Groundbreaking policy to attract western device manufacturers, investors and medical tourists to Hainan

The China State Council announced on April 4 that imported medical devices are allowed to be used clinically in the Boao City, Hainan province without the need for CFDA registration approval, as long as the devices have been approved by the Hainan Province FDA office.

The groundbreaking policy is to attract western device manufacturers, investors and medical tourists into Hainan, which is the very southern province of China.

Boao City, known for Boao Forum for Asia, was established as a pilot district for an international medical forum in February 2013. Soon afterward, multiple incentive policies were granted: selected stem cell trial was permitted, major medical equipment was used in private hospitals, overseas capital was allowed to invest in hospitals and to deduct tariffs for medical devices and pharmaceuticals, etc.
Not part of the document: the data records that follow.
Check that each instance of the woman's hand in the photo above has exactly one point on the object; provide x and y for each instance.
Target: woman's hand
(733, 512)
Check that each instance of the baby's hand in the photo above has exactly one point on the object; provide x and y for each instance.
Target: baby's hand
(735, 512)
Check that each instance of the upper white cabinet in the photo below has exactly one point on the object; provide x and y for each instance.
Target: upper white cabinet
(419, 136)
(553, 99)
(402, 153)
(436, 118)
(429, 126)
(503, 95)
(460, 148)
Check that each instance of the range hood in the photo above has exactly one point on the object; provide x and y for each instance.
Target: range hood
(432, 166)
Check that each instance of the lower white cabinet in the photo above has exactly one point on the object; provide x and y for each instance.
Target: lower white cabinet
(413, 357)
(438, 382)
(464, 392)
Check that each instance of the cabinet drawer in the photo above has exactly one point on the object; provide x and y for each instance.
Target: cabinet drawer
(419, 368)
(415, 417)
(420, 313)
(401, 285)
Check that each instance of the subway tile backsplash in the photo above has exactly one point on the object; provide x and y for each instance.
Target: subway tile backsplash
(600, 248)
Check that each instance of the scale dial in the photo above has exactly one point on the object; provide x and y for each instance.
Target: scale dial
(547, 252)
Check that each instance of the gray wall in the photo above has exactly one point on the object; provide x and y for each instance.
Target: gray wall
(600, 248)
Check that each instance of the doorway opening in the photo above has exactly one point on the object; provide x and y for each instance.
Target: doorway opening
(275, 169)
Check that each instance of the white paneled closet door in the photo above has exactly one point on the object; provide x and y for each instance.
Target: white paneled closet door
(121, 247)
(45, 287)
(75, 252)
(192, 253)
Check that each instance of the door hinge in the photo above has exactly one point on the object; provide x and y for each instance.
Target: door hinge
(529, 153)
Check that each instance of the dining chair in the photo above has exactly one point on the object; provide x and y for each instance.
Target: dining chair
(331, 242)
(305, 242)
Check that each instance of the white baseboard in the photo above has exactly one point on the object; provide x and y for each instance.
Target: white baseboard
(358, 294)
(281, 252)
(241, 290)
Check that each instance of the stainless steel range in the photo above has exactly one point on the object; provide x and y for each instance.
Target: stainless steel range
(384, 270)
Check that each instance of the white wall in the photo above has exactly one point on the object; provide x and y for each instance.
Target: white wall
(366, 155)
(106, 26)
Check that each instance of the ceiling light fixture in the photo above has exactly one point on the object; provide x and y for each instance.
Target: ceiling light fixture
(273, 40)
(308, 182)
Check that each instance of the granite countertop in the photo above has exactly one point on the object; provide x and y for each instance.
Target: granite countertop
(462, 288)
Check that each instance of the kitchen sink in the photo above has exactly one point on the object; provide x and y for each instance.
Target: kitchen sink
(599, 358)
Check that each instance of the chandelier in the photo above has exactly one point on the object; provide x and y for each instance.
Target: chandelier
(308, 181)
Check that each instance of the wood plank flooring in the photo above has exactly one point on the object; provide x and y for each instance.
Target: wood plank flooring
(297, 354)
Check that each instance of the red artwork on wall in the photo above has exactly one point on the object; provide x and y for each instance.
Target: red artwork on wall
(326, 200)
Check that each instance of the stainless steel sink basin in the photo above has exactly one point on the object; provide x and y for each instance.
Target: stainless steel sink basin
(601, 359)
None of the previous policies cross the CFDA bottom line – the only authorized state department to approve imported devices (Class II & Class III).

But the rule has been changed now with the latest announcement.

“For any Class II and Class III imported medical device in China, foreign manufacturers shall submit the application and home country approval to CFDA for registration approval,” the Medical Device Supervision and Regulations announced in March 2014.

Foreign drug manufacturers have already benefited from Hainan medical tourism policy. In September 2016, Hainan Cancer Hospital successfully imported Merck’s Keytruda (Pembrolizumab), a drug intended for non-cell lung cancer. It only took half a month to get the registration from Hainan Province’s local FDA, compared to 3-5 years of clinical trials for traditional CFDA pathway.

Global hospital groups focused more on business opportunities. Medical institutions from the U.S., Germany, Japan and Switzerland invested $3.33 billion in Hainan for the year of 2017 to concentrate on the stem cell trials, cancer treatments, anti-aging research and assisted reproductive technology (ART) applications.

Chinese citizens spent over $10 billion in overseas medical care in 2015. As medical tourism becomes hot in Hainan Province, now the Chinese expanding middle and upper classes do not have to go overseas to get treatment, which will also help central government to retain the medical revenue in China.